EFF Sues to Repeal Controversial Online Sex Trafficking FOSTA Law

The Electronic Frontier Foundation on Thursday announced it is suing to invalidate a recently passed law that is meant to fight online sex trafficking.

The Allow States and Victims to Fight Online Sex Trafficking Act of 2017 (FOSTA), which was passed 97-2 by Congress in March and signed into law in April, is meant to bar online sex trafficking.

But the EFF argues that its vague language actually criminalizes online resources for legal sex workers – and even hinders efforts to aid sex trafficking victims.

“Although the law was passed by Congress for the worthy purpose of fighting sex trafficking, its broad language makes criminal of those who advocate for and provide resources to adult, consensual sex workers and actually hinders efforts to prosecute sex traffickers and aid victims,” David Greene director of Civil Liberties at the EFF, said in a post.

FOSTA

FOSTA and a parallel similar bill, the Stop Enabling Sex Traffickers Act (SESTA), were created after a controversy revolving around Backpage.com spurred backlash against websites harboring illegal trafficking content.

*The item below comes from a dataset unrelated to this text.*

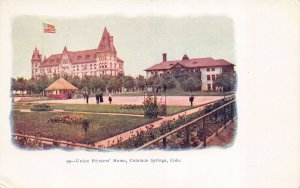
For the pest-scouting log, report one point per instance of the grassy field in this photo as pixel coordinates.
(174, 92)
(101, 126)
(102, 108)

Backpage, which was infamous for advertising sex workers and had faced several controversies around illegal sex work, was found guilty for allowing ads for child trafficking in January 2017.

FOSTA specifically makes it a criminal act to own, manage or operate an online service that is either promoting or facilitating the prostitution of other people. The proponents of the act, World Without Exploitation, argue that the law allows law enforcement and survivors to “seek justice against websites that under current federal law can host sex ads for trafficked children and adults.”

“To the websites that for years have hidden behind Section 230 and profited from the sale of vulnerable women and children, know that your time has run out,” said Lauren Hersh, national director and co-founder of WorldWE in a statement about FOSTA in March.

The acts expand upon a previous law targeting illegal sexual acts, the Mann Act, which formerly only made it illegal to physically transport a person across state lines for the purposes of prostitution.

Impact

While the act has good intentions, its language is vague and fails to differentiate between a critical difference: the difference between sex trafficking and consensual sex work.

The EFF in its Thursday post argued that sex workers themselves have been put in danger by the new law, as it results in “[sex workers] being driven back to far more dangerous street-based work as online classified sites disappear, to the loss of online ‘bad date lists’ that informed sex workers of risks associated with certain clients, to making sex less visible to law enforcement, which can no longer scour and analyze formerly public websites where sex trafficking had been advertised.”

The act also hits at Section 230 of the Communications Decency act, which essentially shields website operators from liability for content posted by others, said the EFF. Since the legislation was signed, the impact on the internet has been apparent: Days after FOSTA was passed, Craigslist took down its “personals” section from its platform, saying that it can’t risk continuing to run the platform under FOSTAas “any tool or service can be misused.”

Meanwhile, Reddit banned several subreddits – including r/escorts and r/hookers, while several other escort services, such as Cityvibe and Pounced.org shut down all together.

Other larger tech companies started scouring their websites of adult content. In late March, Microsoft announced a change in policy that removed adult content from its services (including cloud storage products and Skype). Instagram, meanwhile, curbed pictures using stripper related hashtags (like #stripper).

Opposition and Future

The legislation has been met with opposition by free speech advocates, to several technology companies (most notably Google), all the way to sex workers.

“FOSTA chills sexual speech and harms sex workers,” Ricci Levy, president and CEO of Woodhull Freedom Foundation, said in a statement.”It makes it harder for people to take care of and protect themselves, and, as an organization working to protect people’s fundamental human rights, Woodhull is deeply concerned about the damaging impact that this law will have on all people.”

Moving forward, the EFF has challenged the law as an unconstitutional violation of the First and Fifth Amendments.

“We have asked the court to preliminarily enjoin enforcement of the law so that the plaintiffs and others can exercise their First Amendment rights until the court can issue a final ruling,” the company said in a statement.